TMZ has reported that Walmart Heiress Paige Laurie Dubbert had her husband sign a marriage contract that gives him $15 million, but only if they are married for 30 years and Paige passes away. The marriage contract includes a provision whereby Patrick Dubbert receives spousal support in the amount of $30,000 per month for half the length of the marriage. As Page and Patrick have been marriage almost six years, this means that Patrick will receive spousal support for approximately 36 months if a court upholds the contract.
Patrick, however, believes that he can do better and is attempting to set aside the marriage contract. In Ontario, a marriage contract can be set aside in accordance with section 56(4) of the Family Law Act. This section provides that a court may set aside a domestic contract or a provision in it,
- If a party failed to disclose to the other significant assets, or significant debts or other liabilities, existing when the domestic contract was made;
- If a party did not understand the nature or consequences of the domestic contract; or
- Otherwise in accordance with the law of contract.

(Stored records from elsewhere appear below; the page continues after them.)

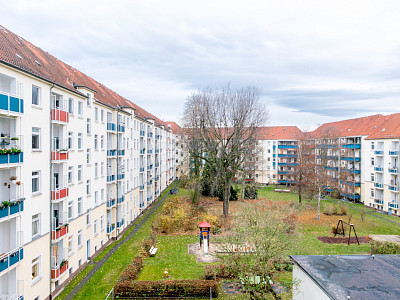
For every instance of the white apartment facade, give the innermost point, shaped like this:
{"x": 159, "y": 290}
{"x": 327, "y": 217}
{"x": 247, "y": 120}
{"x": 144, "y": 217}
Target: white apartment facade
{"x": 78, "y": 164}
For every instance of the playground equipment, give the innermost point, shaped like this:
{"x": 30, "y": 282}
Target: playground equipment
{"x": 340, "y": 223}
{"x": 205, "y": 235}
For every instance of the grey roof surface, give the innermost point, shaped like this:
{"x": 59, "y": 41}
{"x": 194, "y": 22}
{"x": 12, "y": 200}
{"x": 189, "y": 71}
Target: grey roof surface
{"x": 358, "y": 276}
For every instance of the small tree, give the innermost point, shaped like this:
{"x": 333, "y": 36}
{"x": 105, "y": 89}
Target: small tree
{"x": 257, "y": 243}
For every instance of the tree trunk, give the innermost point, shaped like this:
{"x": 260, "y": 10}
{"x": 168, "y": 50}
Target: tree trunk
{"x": 227, "y": 190}
{"x": 319, "y": 202}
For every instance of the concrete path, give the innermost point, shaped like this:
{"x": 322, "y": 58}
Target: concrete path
{"x": 100, "y": 263}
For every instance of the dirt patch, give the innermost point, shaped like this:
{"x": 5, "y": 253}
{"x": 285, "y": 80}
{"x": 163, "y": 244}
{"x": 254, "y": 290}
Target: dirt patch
{"x": 342, "y": 240}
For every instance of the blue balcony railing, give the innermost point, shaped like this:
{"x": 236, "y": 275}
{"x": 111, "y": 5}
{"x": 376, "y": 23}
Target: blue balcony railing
{"x": 11, "y": 258}
{"x": 10, "y": 104}
{"x": 14, "y": 208}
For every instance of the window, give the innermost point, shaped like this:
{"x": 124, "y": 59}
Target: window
{"x": 70, "y": 244}
{"x": 35, "y": 225}
{"x": 35, "y": 269}
{"x": 80, "y": 143}
{"x": 70, "y": 140}
{"x": 70, "y": 210}
{"x": 102, "y": 142}
{"x": 96, "y": 142}
{"x": 36, "y": 95}
{"x": 89, "y": 99}
{"x": 88, "y": 187}
{"x": 88, "y": 126}
{"x": 71, "y": 106}
{"x": 35, "y": 138}
{"x": 88, "y": 156}
{"x": 96, "y": 231}
{"x": 96, "y": 170}
{"x": 80, "y": 173}
{"x": 70, "y": 175}
{"x": 80, "y": 238}
{"x": 35, "y": 182}
{"x": 80, "y": 109}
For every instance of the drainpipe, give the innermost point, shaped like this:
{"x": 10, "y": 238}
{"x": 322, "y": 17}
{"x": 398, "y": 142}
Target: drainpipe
{"x": 50, "y": 177}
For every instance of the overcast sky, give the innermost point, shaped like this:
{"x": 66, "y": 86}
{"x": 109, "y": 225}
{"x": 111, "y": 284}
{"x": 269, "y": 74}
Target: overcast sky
{"x": 315, "y": 61}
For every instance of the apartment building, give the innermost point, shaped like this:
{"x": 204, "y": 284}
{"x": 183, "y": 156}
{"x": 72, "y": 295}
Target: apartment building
{"x": 276, "y": 157}
{"x": 380, "y": 180}
{"x": 78, "y": 164}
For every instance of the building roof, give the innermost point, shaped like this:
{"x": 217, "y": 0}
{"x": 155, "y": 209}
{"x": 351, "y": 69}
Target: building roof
{"x": 19, "y": 53}
{"x": 388, "y": 129}
{"x": 176, "y": 129}
{"x": 279, "y": 133}
{"x": 357, "y": 276}
{"x": 349, "y": 128}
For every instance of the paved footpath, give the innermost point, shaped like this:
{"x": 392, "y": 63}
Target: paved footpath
{"x": 100, "y": 263}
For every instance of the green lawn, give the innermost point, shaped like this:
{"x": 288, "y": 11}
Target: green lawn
{"x": 173, "y": 254}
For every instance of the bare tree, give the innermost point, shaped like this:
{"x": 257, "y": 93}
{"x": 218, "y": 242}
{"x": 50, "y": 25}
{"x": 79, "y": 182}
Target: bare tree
{"x": 224, "y": 122}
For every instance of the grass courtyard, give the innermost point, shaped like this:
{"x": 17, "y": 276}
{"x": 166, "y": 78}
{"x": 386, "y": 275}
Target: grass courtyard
{"x": 173, "y": 251}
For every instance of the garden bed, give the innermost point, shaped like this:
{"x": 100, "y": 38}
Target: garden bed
{"x": 342, "y": 240}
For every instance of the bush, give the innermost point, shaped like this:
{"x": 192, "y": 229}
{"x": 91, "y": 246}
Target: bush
{"x": 250, "y": 192}
{"x": 166, "y": 289}
{"x": 132, "y": 271}
{"x": 384, "y": 247}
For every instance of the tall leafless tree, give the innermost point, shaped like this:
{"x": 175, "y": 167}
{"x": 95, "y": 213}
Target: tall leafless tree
{"x": 224, "y": 122}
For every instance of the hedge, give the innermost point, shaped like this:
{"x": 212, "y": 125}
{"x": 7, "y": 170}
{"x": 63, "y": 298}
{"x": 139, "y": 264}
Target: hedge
{"x": 384, "y": 247}
{"x": 165, "y": 289}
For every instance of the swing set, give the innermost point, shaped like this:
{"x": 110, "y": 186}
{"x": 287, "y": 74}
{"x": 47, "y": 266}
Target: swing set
{"x": 342, "y": 232}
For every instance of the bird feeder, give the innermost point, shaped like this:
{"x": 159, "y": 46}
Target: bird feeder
{"x": 205, "y": 234}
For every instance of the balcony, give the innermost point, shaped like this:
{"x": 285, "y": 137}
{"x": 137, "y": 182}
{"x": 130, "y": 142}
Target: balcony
{"x": 111, "y": 127}
{"x": 59, "y": 115}
{"x": 59, "y": 193}
{"x": 60, "y": 155}
{"x": 120, "y": 223}
{"x": 11, "y": 209}
{"x": 121, "y": 128}
{"x": 110, "y": 228}
{"x": 11, "y": 105}
{"x": 59, "y": 270}
{"x": 10, "y": 258}
{"x": 111, "y": 153}
{"x": 110, "y": 203}
{"x": 59, "y": 232}
{"x": 110, "y": 178}
{"x": 11, "y": 158}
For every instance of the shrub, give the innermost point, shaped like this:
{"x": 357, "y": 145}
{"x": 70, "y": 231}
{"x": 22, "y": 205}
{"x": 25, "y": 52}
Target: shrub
{"x": 132, "y": 271}
{"x": 250, "y": 192}
{"x": 166, "y": 289}
{"x": 384, "y": 247}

Patrick claims that he was convinced not to use his lawyer to negotiate the document by Paige's lawyer and that he was pressured into signing the contract. As such, if Patrick were to attempt to set aside the marriage contract in Ontario, he would do so in under subsection (b) and (c) of section 56(4).
First, Patrick may argue that he did not receive independent legal advice when entering into the marriage contract, and, consequently, did not understand the nature or consequences of the contract. Further, although unlikely to succeed, Patrick may argue that he was under duress when entering into the contract if he felt pressured to execute the document. However, a court may not see the ultimatum presented be Paige's parents - that he either sign the marriage contract before they returned from their trip or they would not pay $100,000 for the wedding planner – as duress.
Thus, if the parties were to reside in Ontario, Patrick's attempt to set aside the marriage contract may be best pursued pursuant to section 56(4)(b) of the Family Law Act. That is, that he did not understand the nature or consequences of the marriage contract.